Obtaining multiple solutions

CPMpy models and solvers support the solveAll() function. It efficiently computes all solutions and optionally displays them. Alternatively, you can manually add blocking clauses as explained in the second half of this page.

When using solveAll(), a solver will use an optimized native implementation behind the scenes when that exists.

It has two special named optional arguments:

  • display=…: accepts a CPMpy expression, a list of CPMpy expressions or a callback function that will be called on every solution found (default: None)

  • solution_limit=…: stop after this many solutions (default: None)

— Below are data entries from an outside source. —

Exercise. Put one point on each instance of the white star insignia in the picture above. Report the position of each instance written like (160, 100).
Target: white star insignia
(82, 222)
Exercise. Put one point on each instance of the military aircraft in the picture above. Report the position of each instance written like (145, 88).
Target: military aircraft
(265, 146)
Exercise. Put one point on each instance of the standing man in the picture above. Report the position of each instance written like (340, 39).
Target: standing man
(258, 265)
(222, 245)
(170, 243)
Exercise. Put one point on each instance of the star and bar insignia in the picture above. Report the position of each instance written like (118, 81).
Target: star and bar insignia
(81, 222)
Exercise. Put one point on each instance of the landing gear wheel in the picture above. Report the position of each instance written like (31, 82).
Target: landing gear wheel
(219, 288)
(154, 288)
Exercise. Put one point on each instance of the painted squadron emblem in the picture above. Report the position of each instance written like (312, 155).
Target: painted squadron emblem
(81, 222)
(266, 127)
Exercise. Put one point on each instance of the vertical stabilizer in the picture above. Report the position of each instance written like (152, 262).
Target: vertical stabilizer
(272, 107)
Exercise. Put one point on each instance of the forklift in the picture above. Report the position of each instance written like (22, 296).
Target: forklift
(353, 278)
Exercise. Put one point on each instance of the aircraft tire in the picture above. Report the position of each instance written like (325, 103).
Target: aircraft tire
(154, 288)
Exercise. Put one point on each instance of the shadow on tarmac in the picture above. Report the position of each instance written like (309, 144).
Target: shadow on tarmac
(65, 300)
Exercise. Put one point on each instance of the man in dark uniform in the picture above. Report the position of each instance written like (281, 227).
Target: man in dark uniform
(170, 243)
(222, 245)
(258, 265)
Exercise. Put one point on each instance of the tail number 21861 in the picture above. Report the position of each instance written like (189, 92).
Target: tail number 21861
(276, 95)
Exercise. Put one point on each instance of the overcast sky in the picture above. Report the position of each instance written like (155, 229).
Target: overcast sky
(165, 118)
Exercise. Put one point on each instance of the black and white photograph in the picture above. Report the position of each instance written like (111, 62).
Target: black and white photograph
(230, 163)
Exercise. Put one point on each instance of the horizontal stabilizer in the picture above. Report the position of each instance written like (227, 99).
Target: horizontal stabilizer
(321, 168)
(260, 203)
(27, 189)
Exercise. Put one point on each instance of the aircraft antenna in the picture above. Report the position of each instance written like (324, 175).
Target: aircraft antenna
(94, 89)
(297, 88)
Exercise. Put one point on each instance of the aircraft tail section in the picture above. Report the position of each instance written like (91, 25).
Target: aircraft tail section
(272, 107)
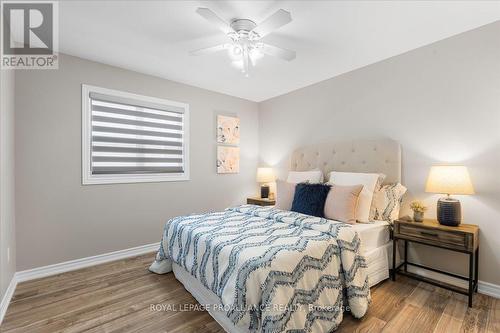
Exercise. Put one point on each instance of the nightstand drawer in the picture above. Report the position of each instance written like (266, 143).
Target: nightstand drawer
(433, 235)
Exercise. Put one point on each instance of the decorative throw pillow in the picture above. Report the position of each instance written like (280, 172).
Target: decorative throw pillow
(380, 181)
(310, 198)
(312, 176)
(284, 194)
(388, 202)
(369, 182)
(341, 202)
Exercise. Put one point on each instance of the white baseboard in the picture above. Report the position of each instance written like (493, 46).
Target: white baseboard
(7, 297)
(67, 266)
(486, 288)
(72, 265)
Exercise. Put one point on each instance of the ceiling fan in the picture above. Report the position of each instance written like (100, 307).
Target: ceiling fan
(245, 46)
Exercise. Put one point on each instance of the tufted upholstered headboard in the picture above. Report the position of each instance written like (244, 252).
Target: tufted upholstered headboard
(381, 156)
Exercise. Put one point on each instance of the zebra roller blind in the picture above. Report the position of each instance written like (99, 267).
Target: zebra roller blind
(135, 137)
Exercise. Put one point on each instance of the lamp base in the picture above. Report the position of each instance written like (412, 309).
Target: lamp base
(264, 191)
(449, 212)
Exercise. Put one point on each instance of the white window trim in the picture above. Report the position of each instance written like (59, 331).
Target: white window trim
(88, 178)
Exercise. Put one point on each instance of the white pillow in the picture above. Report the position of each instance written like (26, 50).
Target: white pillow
(369, 182)
(387, 202)
(313, 176)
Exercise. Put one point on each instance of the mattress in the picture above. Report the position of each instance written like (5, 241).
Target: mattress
(377, 259)
(373, 235)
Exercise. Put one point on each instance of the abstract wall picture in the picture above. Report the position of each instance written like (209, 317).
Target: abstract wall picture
(228, 159)
(228, 130)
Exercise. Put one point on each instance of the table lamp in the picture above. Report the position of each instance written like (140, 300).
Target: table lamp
(449, 180)
(264, 176)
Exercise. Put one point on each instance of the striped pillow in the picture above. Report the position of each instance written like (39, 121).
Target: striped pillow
(387, 202)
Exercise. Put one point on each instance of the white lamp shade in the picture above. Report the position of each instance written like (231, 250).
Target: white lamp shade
(265, 175)
(449, 180)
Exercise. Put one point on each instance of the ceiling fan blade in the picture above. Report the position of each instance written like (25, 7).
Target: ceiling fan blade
(273, 22)
(278, 52)
(211, 17)
(209, 50)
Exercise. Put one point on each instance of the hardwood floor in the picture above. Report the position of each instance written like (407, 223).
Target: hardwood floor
(116, 297)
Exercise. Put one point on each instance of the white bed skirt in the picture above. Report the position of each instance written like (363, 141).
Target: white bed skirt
(377, 259)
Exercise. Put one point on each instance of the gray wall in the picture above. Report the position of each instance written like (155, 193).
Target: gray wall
(58, 218)
(7, 209)
(442, 102)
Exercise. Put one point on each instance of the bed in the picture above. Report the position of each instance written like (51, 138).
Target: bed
(262, 269)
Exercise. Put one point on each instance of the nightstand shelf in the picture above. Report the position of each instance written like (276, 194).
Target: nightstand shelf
(463, 238)
(261, 201)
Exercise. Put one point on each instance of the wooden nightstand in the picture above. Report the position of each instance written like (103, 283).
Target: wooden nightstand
(464, 239)
(261, 201)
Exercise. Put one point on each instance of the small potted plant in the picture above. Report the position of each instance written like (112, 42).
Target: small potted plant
(418, 211)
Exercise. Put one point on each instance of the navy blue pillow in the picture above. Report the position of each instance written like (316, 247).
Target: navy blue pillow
(310, 199)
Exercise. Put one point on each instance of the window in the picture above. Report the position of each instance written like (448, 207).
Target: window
(129, 138)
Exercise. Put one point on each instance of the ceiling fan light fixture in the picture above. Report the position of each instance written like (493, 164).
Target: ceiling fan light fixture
(246, 48)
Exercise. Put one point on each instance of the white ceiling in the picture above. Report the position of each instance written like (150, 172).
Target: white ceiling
(330, 37)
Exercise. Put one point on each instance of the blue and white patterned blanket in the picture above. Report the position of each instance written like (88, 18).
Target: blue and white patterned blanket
(273, 270)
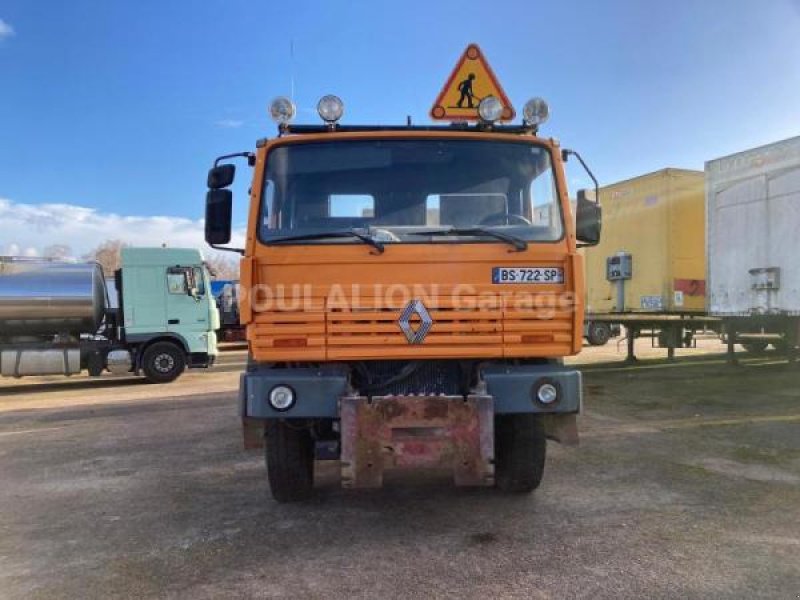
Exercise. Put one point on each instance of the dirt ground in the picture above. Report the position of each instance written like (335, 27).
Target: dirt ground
(686, 484)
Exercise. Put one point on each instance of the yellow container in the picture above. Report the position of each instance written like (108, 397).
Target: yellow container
(658, 218)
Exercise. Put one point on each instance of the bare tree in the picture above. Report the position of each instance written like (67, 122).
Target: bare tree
(223, 267)
(108, 254)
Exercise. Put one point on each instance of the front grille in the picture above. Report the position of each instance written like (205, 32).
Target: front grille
(404, 378)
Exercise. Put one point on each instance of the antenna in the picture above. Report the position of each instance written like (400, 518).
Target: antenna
(291, 70)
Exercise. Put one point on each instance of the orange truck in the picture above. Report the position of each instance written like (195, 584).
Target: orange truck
(408, 294)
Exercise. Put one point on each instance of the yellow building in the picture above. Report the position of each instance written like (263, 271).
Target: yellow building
(659, 219)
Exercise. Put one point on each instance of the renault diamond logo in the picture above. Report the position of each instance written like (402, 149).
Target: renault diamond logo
(417, 330)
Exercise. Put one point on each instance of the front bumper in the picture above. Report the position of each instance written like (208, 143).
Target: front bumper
(318, 390)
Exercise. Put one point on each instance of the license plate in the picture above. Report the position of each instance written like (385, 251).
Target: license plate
(527, 275)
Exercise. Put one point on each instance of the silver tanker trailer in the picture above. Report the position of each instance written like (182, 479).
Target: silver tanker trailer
(56, 318)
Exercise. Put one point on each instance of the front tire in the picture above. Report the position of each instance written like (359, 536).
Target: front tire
(163, 362)
(755, 347)
(289, 452)
(520, 448)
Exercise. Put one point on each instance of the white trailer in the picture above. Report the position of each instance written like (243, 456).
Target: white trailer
(753, 239)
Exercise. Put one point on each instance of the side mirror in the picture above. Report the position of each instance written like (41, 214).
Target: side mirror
(588, 220)
(221, 176)
(219, 210)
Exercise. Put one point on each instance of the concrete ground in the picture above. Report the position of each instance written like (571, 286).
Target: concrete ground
(687, 484)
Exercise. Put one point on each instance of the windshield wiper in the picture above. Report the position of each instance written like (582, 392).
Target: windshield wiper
(518, 243)
(367, 239)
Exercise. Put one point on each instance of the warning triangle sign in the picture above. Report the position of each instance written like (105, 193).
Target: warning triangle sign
(469, 83)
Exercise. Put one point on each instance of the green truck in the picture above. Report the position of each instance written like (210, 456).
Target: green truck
(59, 317)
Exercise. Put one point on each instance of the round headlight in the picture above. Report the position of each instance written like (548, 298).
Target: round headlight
(330, 108)
(490, 109)
(282, 110)
(535, 112)
(281, 397)
(547, 393)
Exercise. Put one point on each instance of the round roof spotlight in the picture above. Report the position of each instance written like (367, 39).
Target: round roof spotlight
(535, 112)
(330, 108)
(282, 110)
(490, 109)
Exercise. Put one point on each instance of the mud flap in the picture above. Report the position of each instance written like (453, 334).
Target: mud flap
(561, 428)
(417, 432)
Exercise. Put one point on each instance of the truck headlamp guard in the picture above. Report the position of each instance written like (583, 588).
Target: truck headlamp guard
(535, 112)
(330, 108)
(490, 109)
(282, 110)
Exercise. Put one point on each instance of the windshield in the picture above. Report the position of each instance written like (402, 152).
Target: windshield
(397, 190)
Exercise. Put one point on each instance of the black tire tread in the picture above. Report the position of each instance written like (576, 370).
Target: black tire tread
(520, 451)
(151, 374)
(289, 451)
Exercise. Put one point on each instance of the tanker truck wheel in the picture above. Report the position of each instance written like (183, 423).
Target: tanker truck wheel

It also accepts named argument time_limit=... and any other keyword argument is passed on to the solver just like solve() does.

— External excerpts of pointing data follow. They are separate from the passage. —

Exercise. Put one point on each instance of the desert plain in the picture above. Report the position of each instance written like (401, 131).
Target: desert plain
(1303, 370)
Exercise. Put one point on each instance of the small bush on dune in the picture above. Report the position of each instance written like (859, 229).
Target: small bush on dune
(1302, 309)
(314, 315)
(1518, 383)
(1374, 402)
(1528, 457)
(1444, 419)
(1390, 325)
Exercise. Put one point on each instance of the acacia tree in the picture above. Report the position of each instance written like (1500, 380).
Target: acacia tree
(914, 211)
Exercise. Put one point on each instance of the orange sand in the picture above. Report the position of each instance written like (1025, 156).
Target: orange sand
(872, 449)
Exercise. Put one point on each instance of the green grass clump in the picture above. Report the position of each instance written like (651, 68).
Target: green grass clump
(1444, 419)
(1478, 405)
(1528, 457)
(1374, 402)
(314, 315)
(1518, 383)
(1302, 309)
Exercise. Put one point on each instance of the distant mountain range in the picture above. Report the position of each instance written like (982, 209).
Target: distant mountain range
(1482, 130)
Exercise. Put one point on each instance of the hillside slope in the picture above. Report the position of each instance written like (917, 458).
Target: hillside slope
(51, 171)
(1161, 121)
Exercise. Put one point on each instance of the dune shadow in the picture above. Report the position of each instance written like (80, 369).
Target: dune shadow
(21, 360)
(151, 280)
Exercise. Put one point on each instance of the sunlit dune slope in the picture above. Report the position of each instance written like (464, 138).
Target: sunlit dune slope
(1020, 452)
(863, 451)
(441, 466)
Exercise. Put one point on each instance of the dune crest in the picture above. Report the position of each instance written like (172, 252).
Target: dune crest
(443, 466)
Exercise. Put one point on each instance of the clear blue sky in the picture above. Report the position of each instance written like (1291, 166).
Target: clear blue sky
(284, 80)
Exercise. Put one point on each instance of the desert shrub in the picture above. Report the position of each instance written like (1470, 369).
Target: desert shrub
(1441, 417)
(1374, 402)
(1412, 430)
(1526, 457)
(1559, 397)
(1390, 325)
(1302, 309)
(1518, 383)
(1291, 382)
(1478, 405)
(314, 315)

It returns the number of solutions found.

solveAll() examples

In the following examples, we assume:

from cpmpy import *
x = intvar(0, 3, shape=2)
m = Model(x[0] > x[1])

Just return the number of solutions (here: 6)

n = m.solveAll()
print("Nr of solutions:", n)

With a solution limit: e.g. find up to 2 solutions

n = m.solveAll(solution_limit=2)
print("Nr of solutions:", n)

Find all solutions, and print the value of x for each solution found.

n = m.solveAll(display=x)

display Can also take lists of arbitrary CPMpy expressions:

n = m.solveAll(display=[x,sum(x)])

Perhaps most powerful is the use of callbacks, which allows for rich printing, solution storing, dynamic stopping and more. You can use any variable name from the outer scope here (it is a closure). That does mean that you have to call var.value() each time to get the value(s) of this particular solution.

Rich printing with a callback function:

def myprint():
    xval = x.value()
    print(f"x={xval}, sum(x)={sum(xval)}")
n = m.solveAll(display=myprint) # callback function without brackets

Also callback with an anonymous lambda function possible:

n = m.solveAll(display=lambda: print(f"x={x.value()} sum(x)={sum(x.value())}")

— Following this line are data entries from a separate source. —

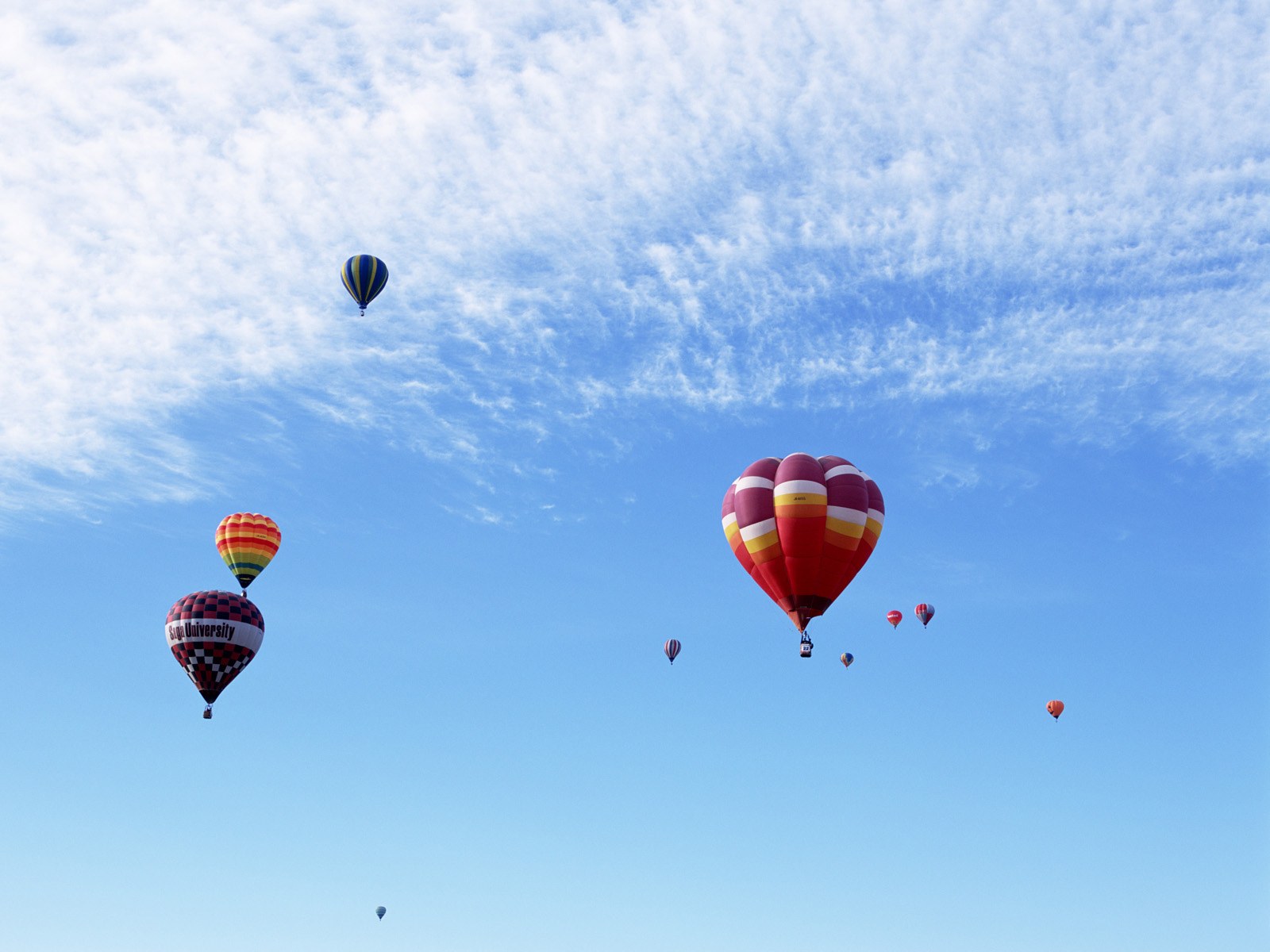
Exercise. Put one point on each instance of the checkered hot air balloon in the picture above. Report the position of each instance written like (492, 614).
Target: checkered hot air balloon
(214, 636)
(248, 543)
(365, 277)
(803, 528)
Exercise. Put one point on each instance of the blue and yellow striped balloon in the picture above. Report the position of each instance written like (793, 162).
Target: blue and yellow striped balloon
(365, 277)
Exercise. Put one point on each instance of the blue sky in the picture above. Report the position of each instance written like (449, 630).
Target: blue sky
(1009, 259)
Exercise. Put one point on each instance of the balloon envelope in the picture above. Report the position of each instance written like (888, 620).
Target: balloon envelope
(248, 543)
(365, 277)
(803, 528)
(214, 636)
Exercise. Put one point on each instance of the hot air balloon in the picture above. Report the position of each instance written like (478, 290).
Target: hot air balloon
(803, 527)
(248, 543)
(214, 635)
(365, 277)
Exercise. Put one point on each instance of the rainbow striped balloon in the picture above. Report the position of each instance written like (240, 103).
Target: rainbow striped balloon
(248, 543)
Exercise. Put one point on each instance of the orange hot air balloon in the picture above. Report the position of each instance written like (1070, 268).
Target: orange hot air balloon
(803, 527)
(248, 543)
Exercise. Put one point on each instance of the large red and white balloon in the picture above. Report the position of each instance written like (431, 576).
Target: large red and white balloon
(214, 636)
(803, 527)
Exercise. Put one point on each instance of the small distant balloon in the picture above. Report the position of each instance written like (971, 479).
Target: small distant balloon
(365, 277)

A callback is also the (only) way to go if you want to store information about all the found solutions (only recommended for small numbers of solutions).

solutions = []
def collect():
n = m.solveAll(display=collect, solution_limit=1000) # callback function without brackets
print(f"Stored {len(solutions)} solutions.")

Solution enumeration with blocking clauses

The MiniSearch[1] paper promoted a small, high-level domain-specific language for specifying the search for multiple solutions with blocking clauses.

This approach makes use of the incremental nature of the solver interfaces. It is hence much more efficient (less overhead) to do this on a solver object rather then a generic model object.

Here is an example of standard solution enumeration, note that this will be much slower than solveAll().

from cpmpy import *

x = intvar(0,3, shape=2)
m = Model(x[0] > x[1])
s = SolverLookup.get("ortools", m) # faster on a solver interface directly

while s.solve():
    # block this solution from being valid
    s += ~all(x == x.value())

In case of multiple variables you should put them in one long python-native list, as such:

x = intvar(0,3, shape=2)
b = boolvar()
m = Model(b.implies(x[0] > x[1]))
s = SolverLookup.get("ortools", m) # faster on a solver interface directly

while s.solve():
    print(x.value(), b.value())
    allvars = list(x)+[b]
    # block this solution from being valid
    s += ~all(v == v.value() for v in allvars)

Mixing native callbacks with CPMpy

CPMpy passes arguments to solve() directly to the underlying solver object, so you can actually define your own native callbacks and pass them to the solve call.

The following is an example of that, which is actually how the native solveAll() for ortools is implemented. You could give it your own custom implemented callback cb too.

from cpmpy import *
from cpmpy.solvers import CPM_ortools
from cpmpy.solvers.ortools import OrtSolutionPrinter

x = intvar(0,3, shape=2)
m = Model(x[0] > x[1])

s = SolverLookup.get('ortools', m)
cb = OrtSolutionPrinter()
s.solve(enumerate_all_solutions=True, solution_callback=cb)
print("Nr of solutions:",cb.solution_count())